Apalagi saat itu Chanyeol melumuri pedangnya dengan wolfsbane dengan alasan agar pertarungan mereka adil, Yifan ingat seluruh tubuhnya mati rasa setiap kali Chanyeol berhasil melukainya dengan pedang yang berlumuran dengan ramuan wolfsbane. Mengingat pertarungan itu membuat Yifan sedikit resah, Chanyeol mungkin tentara manusia yang dilatih untuk menggunakan pistol dan senapan namun kemampuan pedang Chanyeol cukup baik bahkan hampir menyaingi dia. Yifan semakin erat mencengkram pedangnya menahan amarahnya mengingat hal itu, Yifan mengakui Chanyeol adalah lawan yang berbahaya baginya. Apabila dia ingin berduel lagi bersama Chanyeol sebaiknya dia menggunakan teknik yang berbeda dan lebih rapih dri sebelumnya.

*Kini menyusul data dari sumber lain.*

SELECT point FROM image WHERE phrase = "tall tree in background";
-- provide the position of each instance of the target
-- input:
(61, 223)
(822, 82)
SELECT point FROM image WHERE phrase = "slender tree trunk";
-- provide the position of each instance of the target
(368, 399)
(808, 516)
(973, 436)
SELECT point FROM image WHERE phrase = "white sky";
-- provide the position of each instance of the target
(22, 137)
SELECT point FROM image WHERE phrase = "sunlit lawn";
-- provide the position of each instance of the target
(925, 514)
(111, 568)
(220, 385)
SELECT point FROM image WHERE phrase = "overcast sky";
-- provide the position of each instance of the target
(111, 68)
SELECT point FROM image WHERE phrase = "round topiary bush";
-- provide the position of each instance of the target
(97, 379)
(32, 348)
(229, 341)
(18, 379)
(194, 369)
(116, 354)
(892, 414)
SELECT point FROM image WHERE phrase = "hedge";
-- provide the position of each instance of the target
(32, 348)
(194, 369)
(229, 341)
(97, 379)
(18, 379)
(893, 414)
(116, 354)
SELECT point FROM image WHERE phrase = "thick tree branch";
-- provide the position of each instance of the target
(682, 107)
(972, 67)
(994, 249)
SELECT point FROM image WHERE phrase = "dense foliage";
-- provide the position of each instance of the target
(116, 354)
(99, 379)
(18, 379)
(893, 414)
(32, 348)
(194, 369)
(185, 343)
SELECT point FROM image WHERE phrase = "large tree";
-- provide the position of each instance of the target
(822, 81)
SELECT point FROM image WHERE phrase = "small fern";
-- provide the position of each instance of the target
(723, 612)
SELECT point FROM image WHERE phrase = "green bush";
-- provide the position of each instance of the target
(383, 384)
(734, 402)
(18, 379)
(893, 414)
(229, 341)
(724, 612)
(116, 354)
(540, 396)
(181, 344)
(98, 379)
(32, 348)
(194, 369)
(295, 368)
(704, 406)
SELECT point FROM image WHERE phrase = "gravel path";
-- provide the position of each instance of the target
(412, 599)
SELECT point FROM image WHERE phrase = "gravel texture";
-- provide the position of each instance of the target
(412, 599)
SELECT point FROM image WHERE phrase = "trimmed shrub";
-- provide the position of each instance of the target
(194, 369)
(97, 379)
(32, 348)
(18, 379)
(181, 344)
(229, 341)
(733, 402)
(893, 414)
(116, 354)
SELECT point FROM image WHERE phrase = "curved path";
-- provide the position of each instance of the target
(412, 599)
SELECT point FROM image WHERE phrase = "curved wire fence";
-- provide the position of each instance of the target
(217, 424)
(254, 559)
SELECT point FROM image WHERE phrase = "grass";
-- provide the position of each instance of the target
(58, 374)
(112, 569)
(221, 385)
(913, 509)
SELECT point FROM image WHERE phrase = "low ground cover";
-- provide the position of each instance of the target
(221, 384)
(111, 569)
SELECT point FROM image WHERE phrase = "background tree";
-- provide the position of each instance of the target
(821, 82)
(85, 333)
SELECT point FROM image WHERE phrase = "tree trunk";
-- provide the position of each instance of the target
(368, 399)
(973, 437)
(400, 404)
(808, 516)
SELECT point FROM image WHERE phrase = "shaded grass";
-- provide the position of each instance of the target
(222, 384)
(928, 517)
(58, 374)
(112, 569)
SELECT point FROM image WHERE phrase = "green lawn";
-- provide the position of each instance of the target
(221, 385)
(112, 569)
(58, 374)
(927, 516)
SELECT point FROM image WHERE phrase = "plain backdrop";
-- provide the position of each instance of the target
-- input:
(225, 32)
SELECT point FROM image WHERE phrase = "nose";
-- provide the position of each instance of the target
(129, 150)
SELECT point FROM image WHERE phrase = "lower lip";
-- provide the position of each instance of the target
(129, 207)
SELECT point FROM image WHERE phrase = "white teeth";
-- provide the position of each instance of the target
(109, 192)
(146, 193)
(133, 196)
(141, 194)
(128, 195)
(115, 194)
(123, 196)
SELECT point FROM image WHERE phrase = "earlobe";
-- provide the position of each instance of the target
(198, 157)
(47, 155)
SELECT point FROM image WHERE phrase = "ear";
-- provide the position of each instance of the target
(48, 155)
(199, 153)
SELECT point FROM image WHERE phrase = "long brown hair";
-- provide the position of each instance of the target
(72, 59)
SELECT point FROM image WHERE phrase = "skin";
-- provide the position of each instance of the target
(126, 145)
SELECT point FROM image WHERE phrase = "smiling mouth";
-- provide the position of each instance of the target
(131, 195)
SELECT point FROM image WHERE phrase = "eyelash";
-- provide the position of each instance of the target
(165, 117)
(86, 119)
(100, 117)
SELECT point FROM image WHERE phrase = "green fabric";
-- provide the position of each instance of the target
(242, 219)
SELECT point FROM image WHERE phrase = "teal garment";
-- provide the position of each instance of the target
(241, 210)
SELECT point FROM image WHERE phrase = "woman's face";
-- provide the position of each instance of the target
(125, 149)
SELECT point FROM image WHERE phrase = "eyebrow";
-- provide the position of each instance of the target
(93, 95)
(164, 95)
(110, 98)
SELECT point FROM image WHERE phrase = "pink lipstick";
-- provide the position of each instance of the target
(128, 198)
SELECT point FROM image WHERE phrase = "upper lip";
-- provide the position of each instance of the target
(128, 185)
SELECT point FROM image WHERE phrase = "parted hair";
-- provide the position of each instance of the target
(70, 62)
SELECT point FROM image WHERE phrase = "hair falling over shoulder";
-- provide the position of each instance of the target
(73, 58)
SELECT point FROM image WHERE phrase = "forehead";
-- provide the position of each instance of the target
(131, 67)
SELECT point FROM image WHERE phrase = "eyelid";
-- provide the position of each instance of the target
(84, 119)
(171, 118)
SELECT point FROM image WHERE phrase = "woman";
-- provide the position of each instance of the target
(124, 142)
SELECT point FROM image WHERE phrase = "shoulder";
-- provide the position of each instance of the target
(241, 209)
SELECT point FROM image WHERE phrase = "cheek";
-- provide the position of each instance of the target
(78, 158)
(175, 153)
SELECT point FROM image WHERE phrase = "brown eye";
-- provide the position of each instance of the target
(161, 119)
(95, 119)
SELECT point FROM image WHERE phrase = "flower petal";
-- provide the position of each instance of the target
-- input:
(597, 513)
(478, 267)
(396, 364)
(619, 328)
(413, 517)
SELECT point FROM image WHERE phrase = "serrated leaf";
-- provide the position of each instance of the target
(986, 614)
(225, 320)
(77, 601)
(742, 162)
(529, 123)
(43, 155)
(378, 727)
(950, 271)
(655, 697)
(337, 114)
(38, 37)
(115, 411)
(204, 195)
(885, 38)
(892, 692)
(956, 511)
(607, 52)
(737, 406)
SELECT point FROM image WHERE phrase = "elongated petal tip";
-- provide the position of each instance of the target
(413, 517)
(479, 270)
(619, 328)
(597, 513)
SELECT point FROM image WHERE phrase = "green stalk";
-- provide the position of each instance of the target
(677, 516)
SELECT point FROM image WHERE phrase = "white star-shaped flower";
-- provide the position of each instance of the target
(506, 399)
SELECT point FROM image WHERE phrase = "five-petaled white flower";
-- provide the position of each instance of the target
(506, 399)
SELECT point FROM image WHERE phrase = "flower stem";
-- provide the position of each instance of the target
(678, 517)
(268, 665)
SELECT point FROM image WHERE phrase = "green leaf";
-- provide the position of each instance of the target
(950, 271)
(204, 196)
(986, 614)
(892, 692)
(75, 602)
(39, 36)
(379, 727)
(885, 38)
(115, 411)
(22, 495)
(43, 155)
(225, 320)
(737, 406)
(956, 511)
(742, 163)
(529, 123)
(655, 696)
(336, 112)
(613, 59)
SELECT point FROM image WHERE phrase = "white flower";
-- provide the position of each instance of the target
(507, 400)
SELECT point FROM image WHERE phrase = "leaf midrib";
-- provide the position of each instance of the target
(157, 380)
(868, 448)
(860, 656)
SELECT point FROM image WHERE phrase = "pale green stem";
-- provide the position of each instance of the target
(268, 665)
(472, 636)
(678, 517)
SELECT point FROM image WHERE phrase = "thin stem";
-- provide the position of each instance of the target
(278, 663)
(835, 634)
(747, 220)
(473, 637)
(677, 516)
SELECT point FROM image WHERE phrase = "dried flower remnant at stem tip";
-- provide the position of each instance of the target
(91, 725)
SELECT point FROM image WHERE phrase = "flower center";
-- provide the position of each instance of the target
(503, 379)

“Baiklah, jika aku menang aku ingin kau meninggalkan kerajaanku untuk selamanya dan jangan pernah menginjakan lagi kakimu dikerajaan ini.”

“Aku setuju, tapi jika aku menang aku akan membawa Sena,Nari dan Eunji kembali ke daerah manusia.” Chanyeol mengajukan keinginannya.

Yifan sedikit terkejut mendengar keinginan Chanyeol, dia tidak mungkin membiarkan istrinya,Nari dan Euji kembali ke daerah manusia. Yifan cukup yakin mereka akan menderita disana, hal itu membuat Yifan ragu namun dibandingkan melanjutkan perang dan menumpahkan lebih banyak darah rakyatnya Yifan harus mengambil resiko. Dia harus berani, dia bukan hanya seorang suami dan ayah namun dia juga seorang raja itu artinya dia harus bertanggung jawab juga terhadap rakyatnya. Yifan melirik kearah Sehun, melihat tatapan itu Sehun mengerti jika ayahnya akan menerima tantangan duel Chanyeol membuat Sehun langsung protes.

“Pa, setidaknya biarkan aku yang melawan dia.” Sehun mencoba berkompromi dengan ayahnya namun Yifan menggelengkan kepalanya.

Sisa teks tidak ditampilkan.